The present invention is not limited to use the centroid tracking algorithm and the Kalman filter algorithm to track a plurality of target objects in ROI. In some embodiments of the present invention, a particle filtering method is used to track a plurality of target objects, wherein a characteristic point (such as the abovementioned critical point) is used as a tracked particle to simulate the possible position of a target, and then resampling and reweighting is performed to track objects. In some embodiments of the present invention, a Hungarian Algorithm/Linear Assignment algorithm is used to track objects, wherein the relationships between the objects and the trajectories are established to track a plurality of objects. In some embodiments of the present invention, a Multiple Hypothesis Tracking method is used to track objects, wherein a plurality of possible trajectories is established; the possible trajectories are weighted according to the observed values to find the most possible trajectory. In some embodiments of the present invention, a deep-learning technology, such as the Recurrent Neural Network (RNN) or a Long Short Term Memory (LSTM) network, is used to learn the motion models so as to track objects more precisely. In other words, the most critical task of the object tracking module 230 is to use any one of the abovementioned methods to add the boundary frames to the recognized objects quickly and accurately.
In conclusion, the object tracking system and the method thereof adopt a strategy of integrating high-dimensional information (generated in the first fusion process) with low-dimensional information (added in the second fusion process) to reduce information loss, expand detection range, extend FOV, and upgrade precision. In other words, the high-dimensional information can maintain its precision within the effective range thereof in the first fusion process; the information, which is not involved in the high-dimensional fusion, is used to compensate for the blind zone in the second fusion process. In some embodiments, the information obtained with multiple sensors beforehand is filtered to reduce noise, whereby to enhance instantaneity and correctness and reduce the computation resource required by fusion. Besides, the algorithms used by the abovementioned embodiments can increase the detection correctness and tracking stability and thus can enhance the overall stability of the multi-sensor fusion system.

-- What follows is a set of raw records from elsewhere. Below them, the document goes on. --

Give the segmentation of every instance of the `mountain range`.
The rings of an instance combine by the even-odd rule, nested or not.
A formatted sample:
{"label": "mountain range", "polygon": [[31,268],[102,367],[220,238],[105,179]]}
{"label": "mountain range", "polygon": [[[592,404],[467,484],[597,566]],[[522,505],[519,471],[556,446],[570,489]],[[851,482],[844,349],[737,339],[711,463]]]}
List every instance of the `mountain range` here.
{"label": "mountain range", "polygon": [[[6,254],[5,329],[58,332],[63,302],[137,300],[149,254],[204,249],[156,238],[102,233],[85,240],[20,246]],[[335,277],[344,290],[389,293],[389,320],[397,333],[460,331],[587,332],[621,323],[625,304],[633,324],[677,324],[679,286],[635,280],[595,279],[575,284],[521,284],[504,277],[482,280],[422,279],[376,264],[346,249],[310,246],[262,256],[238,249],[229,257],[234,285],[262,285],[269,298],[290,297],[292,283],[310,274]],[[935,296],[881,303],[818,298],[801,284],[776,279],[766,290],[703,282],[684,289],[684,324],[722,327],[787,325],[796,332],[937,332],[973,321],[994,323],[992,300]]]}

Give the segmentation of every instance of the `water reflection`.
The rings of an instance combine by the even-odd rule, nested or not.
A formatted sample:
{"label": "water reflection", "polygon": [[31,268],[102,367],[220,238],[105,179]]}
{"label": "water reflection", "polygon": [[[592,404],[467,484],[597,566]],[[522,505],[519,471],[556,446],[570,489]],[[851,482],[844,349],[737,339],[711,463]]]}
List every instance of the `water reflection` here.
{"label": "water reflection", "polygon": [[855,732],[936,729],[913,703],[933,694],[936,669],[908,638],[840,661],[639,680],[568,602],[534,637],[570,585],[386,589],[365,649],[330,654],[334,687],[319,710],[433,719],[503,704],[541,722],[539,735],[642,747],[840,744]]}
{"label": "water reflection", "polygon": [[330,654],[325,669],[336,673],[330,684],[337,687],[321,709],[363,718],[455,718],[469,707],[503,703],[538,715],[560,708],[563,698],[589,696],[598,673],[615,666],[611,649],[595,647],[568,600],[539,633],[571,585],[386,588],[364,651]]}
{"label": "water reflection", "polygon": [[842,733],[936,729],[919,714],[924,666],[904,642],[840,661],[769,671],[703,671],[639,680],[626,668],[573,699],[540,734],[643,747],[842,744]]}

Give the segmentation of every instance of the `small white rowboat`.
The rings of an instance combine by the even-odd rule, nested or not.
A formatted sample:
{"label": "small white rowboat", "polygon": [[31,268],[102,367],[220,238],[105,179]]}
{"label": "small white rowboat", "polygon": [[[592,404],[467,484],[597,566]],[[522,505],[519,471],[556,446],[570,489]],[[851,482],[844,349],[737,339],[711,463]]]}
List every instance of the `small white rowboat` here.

The embodiments described above are to demonstrate the technical thought and characteristics of the present invention to enable the persons skilled in the art to understand, make, and use the present invention. However, these embodiments are only to exemplify the present invention but not to limit the scope of the present invention. Any equivalent modification or variation according to the spirit of the present invention is to be also included by the scope of the present invention.